Wednesday, September 27, 2017

WARHOLCAPOTE A.R.T. Loeb Drama Center Through October 31. Review by Ed Meek


From the Words of Truman Capote and Andy Warhol
Adapted by Rob Roth
Directed by Michael Mayer
Starring Stephen Spinella and Dan Butler

Film critic David Denby once said he has a hard time sitting though a play. Drama is a unique experience today. We sit, without distractions, focusing on what the people on stage are saying and to a lesser extent, doing, since in drama, dialogue is part of the action. Drama has a number of constraints. Unlike movies, there can be no grand battles; there are only so many characters that can fit on a set. We can’t zoom around the galaxy or dive under the water or follow horses around a track. Instead, drama and conflict, expressed in language by a limited number of characters must hold our attention. As in fiction, good playwrights hold back information, leading the audience by the hand through scenes that reveal character and perhaps truth. For example, In Parks’ Top Dog/Underdog, we slowly learn the background of two brothers and the conflict between them, culminating in a climatic conclusion. Along the way, themes of racism, exploitation, and our susceptibility to the con are explored.

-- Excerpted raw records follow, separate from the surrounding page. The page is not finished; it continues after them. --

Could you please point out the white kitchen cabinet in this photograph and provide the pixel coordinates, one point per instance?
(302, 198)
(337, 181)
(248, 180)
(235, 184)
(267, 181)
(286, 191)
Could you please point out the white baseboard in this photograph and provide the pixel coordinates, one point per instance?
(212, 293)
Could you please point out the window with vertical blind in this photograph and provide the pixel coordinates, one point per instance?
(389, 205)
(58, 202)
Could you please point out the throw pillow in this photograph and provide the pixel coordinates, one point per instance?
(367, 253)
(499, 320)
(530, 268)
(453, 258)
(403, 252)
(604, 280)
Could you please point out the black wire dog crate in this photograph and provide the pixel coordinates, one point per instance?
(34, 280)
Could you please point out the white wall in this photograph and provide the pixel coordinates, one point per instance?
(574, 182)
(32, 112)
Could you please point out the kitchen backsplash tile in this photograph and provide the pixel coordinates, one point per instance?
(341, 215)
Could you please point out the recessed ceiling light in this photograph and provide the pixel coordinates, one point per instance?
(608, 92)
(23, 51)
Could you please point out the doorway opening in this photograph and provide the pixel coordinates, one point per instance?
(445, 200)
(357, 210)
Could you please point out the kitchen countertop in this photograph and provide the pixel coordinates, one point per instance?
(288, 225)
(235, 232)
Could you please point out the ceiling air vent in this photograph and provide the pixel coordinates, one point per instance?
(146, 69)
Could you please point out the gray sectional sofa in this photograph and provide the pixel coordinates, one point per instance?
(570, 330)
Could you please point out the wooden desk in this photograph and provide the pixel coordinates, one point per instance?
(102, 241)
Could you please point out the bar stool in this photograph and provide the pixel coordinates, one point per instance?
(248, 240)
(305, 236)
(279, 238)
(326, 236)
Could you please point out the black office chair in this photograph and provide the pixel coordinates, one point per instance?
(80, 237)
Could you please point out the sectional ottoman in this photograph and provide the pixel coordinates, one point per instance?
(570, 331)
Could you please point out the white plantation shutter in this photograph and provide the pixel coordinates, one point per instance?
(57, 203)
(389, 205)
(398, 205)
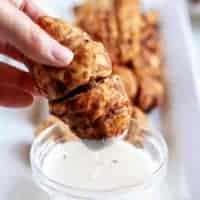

Rob Roth developed WARHOLCAPOTE, based on conversations between the two iconic American artists taped by Warhol. Capote and Warhol represent something we don’t see much of today: celebrity artists. Capote appeared on Johnny Carson and was touted by Norman Mailer and critics as a great American writer. His novella Breakfast at Tiffany’s featured Holly-go-lightly, the character played by Audrey Hepburn in the film based on the book. In Cold Blood was a significant predecessor of creative nonfiction and nonfiction television serials like Making a Murderer. Warhol, with his Marilyn portfolio and his Campbell Soup cans, was perhaps the most famous artist in the United States in the 1960s. At the same time, Warhol’s work expressed the way that through fame, individuality is lost. Both Warhol and Capote apparently threw great parties.

The two even hoped to do a play together. Warhol, who was four years younger than Capote was obsessed with him. Capote was already famous when Warhol arrived in New York. He wrote fan letters to Capote daily and hung outside his apartment hoping to meet him. When he finally was invited in, Capote thought Warhol a strange and lonely guy but as time passed, Warhol gained fame and they became friends. Warhol stuck by Capote when he became embroiled in a scandal based on a story he wrote called “A Cote Basque” in which he attacked and exposed a number of his socialite pals. Warhol and Capote remained friends until Capote died in 1984.

Rob Roth says he drew from 59 cassette tapes as well as interviews and other recordings over a period of years to create the play. WARHOLCAPOTE can be charming and entertaining, like listening in to the conversation of an interesting couple at the next table in a restaurant, (There’s a salacious story about Capote and Humphrey Bogart that I wish I hadn’t heard.) but there is no drama, no conflict. No catharsis. Diane Paulus, the Artistic Director of A.R.T. says “the two artists imagined a play that would blur the boundaries between reality and art.” Paulus like Warhol is great at combining art and commerce. The Harvard Museum is currently featuring prints of Warhol’s portfolio of Marilyn Monroe.

Mahler’s film My Dinner With Andre has a similar premise. Mahler thought the conversations between his two friends were really interesting. What if he filmed the two in a restaurant? In My Dinner With Andre, Wallace Shawn and Andre Gregary engage in an argument about opposing world views. Shawn is very animated and enthusiastic in his delivery. Gregory is low key and rational. During the course of the argument, they reveal who they are and what they believe in and prompt us to raise questions about what is important in life. The movie is in essence, a filmed play and their opposing views furnish the necessary drama.

There are other problems with WARHOLCAPOTE. One of the two principle actors dropped out of the play just before it was to begin. Dan Butler bravely jumped in but he had to keep a script in his hands throughout the performance I saw. Unfortunately anyone who plays Capote begs a comparison to the late, great Philip Seymor in the film Capote. Stephen Spinella plays Warhol as a quirky dweeb with a high-pitched flat accent. Warhol was certainly quirky and whimsical but he was also really smart with great business sense. He once said: “good business is an art form.” He was very social, loved to throw parties and go to Sudio 54, launched Interview magazine and successfully married commerce and art in his work.

The play has a great set. At 90 minutes with no intermission, it moves along quickly.